Now you know...testing's not just for school!  Designers know it's important to put their prototypes through rigorous real-world tests, which is why people who design products to function in extreme outdoor environments go to the Mount Washington Observatory in New Hampshire, where the conditions are equivalent to what you’d encounter in Antarctica and the polar regions!  Clothing, experimental robots, and tents are just a few of the products to test their mettle against the mountain!

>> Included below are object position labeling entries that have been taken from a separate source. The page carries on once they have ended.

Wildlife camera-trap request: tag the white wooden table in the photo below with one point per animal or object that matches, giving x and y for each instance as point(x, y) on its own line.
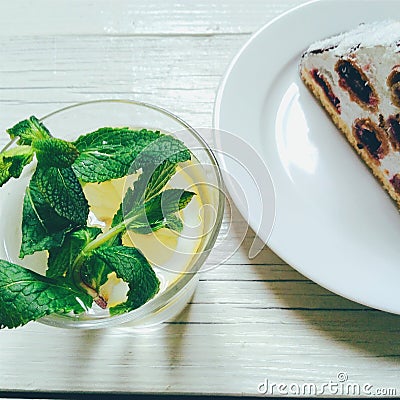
point(249, 320)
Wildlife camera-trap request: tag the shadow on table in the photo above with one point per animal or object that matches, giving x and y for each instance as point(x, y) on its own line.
point(366, 329)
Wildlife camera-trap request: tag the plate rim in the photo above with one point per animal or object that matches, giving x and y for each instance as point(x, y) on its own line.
point(216, 126)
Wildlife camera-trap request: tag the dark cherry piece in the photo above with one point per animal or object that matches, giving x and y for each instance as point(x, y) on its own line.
point(393, 124)
point(353, 79)
point(395, 181)
point(371, 137)
point(326, 87)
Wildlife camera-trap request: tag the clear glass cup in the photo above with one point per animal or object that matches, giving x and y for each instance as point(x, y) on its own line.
point(69, 123)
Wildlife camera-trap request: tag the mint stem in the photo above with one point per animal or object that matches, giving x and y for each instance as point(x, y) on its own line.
point(88, 249)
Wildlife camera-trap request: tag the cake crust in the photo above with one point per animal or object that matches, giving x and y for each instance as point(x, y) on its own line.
point(369, 106)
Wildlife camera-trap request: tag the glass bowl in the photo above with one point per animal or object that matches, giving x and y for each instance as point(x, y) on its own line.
point(179, 284)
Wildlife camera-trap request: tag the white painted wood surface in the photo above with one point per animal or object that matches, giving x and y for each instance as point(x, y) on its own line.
point(248, 320)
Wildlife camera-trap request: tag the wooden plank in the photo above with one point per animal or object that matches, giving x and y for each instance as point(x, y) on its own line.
point(125, 17)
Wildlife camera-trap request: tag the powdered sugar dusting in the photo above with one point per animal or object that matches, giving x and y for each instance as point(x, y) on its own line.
point(379, 33)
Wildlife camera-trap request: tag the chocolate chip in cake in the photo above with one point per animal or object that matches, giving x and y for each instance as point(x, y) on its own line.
point(395, 181)
point(372, 138)
point(393, 83)
point(323, 83)
point(353, 80)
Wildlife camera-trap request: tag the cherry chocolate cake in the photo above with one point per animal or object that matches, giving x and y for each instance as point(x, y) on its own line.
point(356, 77)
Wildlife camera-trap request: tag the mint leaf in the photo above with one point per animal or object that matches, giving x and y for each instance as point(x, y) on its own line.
point(27, 296)
point(28, 130)
point(165, 148)
point(151, 181)
point(159, 212)
point(62, 258)
point(132, 267)
point(13, 161)
point(53, 152)
point(95, 271)
point(61, 189)
point(109, 153)
point(42, 227)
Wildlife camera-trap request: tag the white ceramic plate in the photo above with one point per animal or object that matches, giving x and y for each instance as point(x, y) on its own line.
point(334, 223)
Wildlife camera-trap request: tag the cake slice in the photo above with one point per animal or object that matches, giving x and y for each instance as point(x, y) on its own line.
point(356, 77)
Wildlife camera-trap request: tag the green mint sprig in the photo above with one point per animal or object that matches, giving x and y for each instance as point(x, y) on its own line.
point(55, 214)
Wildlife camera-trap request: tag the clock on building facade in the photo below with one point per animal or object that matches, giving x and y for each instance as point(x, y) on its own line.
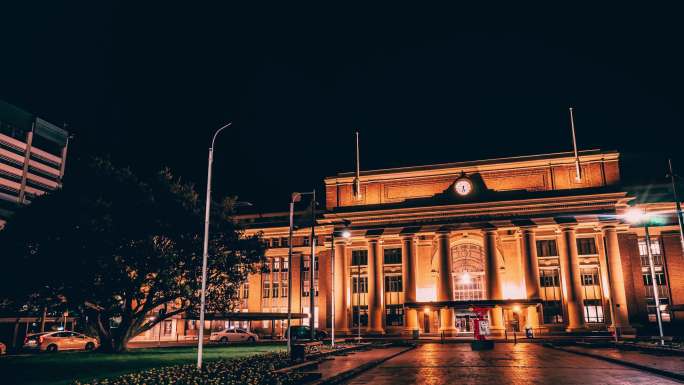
point(463, 186)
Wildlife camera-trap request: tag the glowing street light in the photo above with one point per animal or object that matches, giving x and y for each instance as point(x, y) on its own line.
point(637, 216)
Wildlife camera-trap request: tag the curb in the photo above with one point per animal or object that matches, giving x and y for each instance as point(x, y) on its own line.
point(343, 376)
point(650, 369)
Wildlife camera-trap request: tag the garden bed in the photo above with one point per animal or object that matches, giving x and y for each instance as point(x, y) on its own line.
point(253, 370)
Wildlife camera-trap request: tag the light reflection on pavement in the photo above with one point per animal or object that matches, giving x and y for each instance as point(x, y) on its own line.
point(524, 363)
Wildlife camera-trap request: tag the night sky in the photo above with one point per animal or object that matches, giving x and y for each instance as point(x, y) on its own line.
point(148, 83)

DT Philly Showcase: Es Devlin Badge

Hooray—you've made it to the final stage of DT Philly, and it’s time to think about how you’ll tell the story of your design project.  Take a page from the playbook of renowned set designer Es Devlin and consider your presentation from the perspective of the audience.  How will they see, hear, and experience your story?  Devlin, who has designed sets for Kanye West, Beyoncé, and Rihanna, as well as for fashion shows, plays, operas, and ballets, thinks about the spirit of the performance and the experience the audience will share.  How will you bring your story to life and connect with your audience?

Collaborator Badge 1 of 4

Nice work getting the conversation started!  Collaboration is key to the design process!